The policies adopted by UNAMA, specifically in dealing with the Taliban, have become controversial for the frustrated majority of the people of Afghanistan. The opinions of the majority of people and political circles are not reflected in the media, because the restrictions imposed by the Taliban require so. But social media has at least provided a space for the opinion exchange between people who came from different steps of life. Many people, these days, ask the question what is UNAMA’s policy toward the Taliban?
In the eyes of many Afghan people, UNAMA’s approach toward the Taliban is based on caring and giving blessings so as not to offend the Taliban leadership. UNAMA’s behavior toward the Taliban suggests that the Taliban should be praised for their achievements, specifically the regaining of power in Afghanistan last August.

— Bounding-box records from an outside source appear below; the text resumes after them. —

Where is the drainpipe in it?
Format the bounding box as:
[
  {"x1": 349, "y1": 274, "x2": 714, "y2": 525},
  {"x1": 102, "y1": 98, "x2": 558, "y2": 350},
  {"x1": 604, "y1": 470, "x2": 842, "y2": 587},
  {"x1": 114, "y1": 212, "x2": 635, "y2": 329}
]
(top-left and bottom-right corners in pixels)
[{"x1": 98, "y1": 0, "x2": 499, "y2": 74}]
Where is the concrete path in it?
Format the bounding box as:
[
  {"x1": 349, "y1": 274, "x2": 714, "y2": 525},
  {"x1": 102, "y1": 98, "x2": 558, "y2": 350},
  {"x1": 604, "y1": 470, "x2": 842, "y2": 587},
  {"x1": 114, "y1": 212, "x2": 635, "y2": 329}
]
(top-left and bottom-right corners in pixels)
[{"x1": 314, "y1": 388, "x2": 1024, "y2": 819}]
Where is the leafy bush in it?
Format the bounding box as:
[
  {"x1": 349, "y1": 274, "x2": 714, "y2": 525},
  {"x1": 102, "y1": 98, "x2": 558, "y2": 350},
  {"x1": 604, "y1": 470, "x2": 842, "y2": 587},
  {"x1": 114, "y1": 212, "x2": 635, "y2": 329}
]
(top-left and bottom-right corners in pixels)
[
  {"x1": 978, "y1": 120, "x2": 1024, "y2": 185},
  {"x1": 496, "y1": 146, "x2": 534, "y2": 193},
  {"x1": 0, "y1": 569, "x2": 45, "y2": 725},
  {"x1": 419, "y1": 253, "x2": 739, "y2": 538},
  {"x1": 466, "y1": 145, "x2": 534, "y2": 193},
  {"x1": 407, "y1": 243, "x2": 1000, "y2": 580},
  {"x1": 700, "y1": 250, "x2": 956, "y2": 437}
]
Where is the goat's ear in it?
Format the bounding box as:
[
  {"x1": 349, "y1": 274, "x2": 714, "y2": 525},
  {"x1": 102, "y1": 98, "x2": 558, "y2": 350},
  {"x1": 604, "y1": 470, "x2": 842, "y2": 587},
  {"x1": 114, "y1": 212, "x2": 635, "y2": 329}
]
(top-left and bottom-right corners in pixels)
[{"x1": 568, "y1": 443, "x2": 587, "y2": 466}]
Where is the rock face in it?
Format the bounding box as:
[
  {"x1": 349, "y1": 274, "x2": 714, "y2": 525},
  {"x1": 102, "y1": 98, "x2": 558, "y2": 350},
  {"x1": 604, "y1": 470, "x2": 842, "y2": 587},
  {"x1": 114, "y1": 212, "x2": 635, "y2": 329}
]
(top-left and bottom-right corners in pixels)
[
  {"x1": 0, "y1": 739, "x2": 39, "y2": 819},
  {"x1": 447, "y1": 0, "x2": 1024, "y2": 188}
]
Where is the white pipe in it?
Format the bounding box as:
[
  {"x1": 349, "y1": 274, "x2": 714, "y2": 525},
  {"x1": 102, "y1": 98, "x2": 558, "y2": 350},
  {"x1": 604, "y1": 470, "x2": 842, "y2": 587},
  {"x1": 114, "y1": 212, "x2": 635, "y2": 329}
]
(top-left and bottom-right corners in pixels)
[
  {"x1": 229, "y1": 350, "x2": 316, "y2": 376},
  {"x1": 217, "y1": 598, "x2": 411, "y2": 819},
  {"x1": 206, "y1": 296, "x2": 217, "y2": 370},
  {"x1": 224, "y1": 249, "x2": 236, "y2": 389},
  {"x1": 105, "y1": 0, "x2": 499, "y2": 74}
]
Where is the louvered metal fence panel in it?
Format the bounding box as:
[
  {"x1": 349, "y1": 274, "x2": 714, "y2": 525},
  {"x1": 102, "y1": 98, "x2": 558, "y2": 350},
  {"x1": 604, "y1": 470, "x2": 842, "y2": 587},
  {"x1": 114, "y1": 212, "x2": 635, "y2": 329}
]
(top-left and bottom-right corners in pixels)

This is a critical perception of UNAMA’s performance among figures in Afghanistan’s political circles inside and outside, and it constitutes one of the basic questions. The people of Afghanistan ask, if the performance of the Taliban with the people of Afghanistan, according to the criteria in valid international conventions, which apparently should be guarded by the UN missions, was done in any other country, what amount of commotion, pressure, punishments, sanctions and reprimands did follow?
What is the position of the United Nations toward the Taliban? Toward a group that imposes itself on the people by using arms and employing explosion and suicide as war tactics and has a history full of destruction; a group that takes a desperate nation hostage, spreads poverty, censors the media, forces the elites of the country to flee the country, deprives women of their most basic rights, makes academic environments a breeding compound for uneducated fighters, makes a mockery of the scientific standards of universities, turns schools into extremist centers, responds to any sort of movement against it with a military campaign; a group that the drug mafia was part of it fund, secretly looted the country’s mines, interfered in the most private affairs of people’s lives, officially ignored all civil rights, and moved violent foreign fighters to different regions of the country.
Afghanistan’s politicians believe that some of UNAMA’s senior staff in Afghanistan use the name of the United Nations as a cover for other missions, inconsistent with their official duties. A thorough research is needed to find out to what extent this perception is valid and documented. But with each passing day, the public opinion in Afghanistan loses its faith in the role of UNAMA and gets the impression that Afghanistan’s population is not important as equal as the Taliban and their supporters for this UN-affiliated agency. The people of Afghanistan ask why the Taliban were represented in Qatar for many years at the height of their threats to a civilian administration in Afghanistan, but other groups of Afghan people are not given the slightest opportunity to express themselves. Is it their weakness that they don’t wage war against a civilian administration, refusing to carry out suicide attacks on civilian facilities?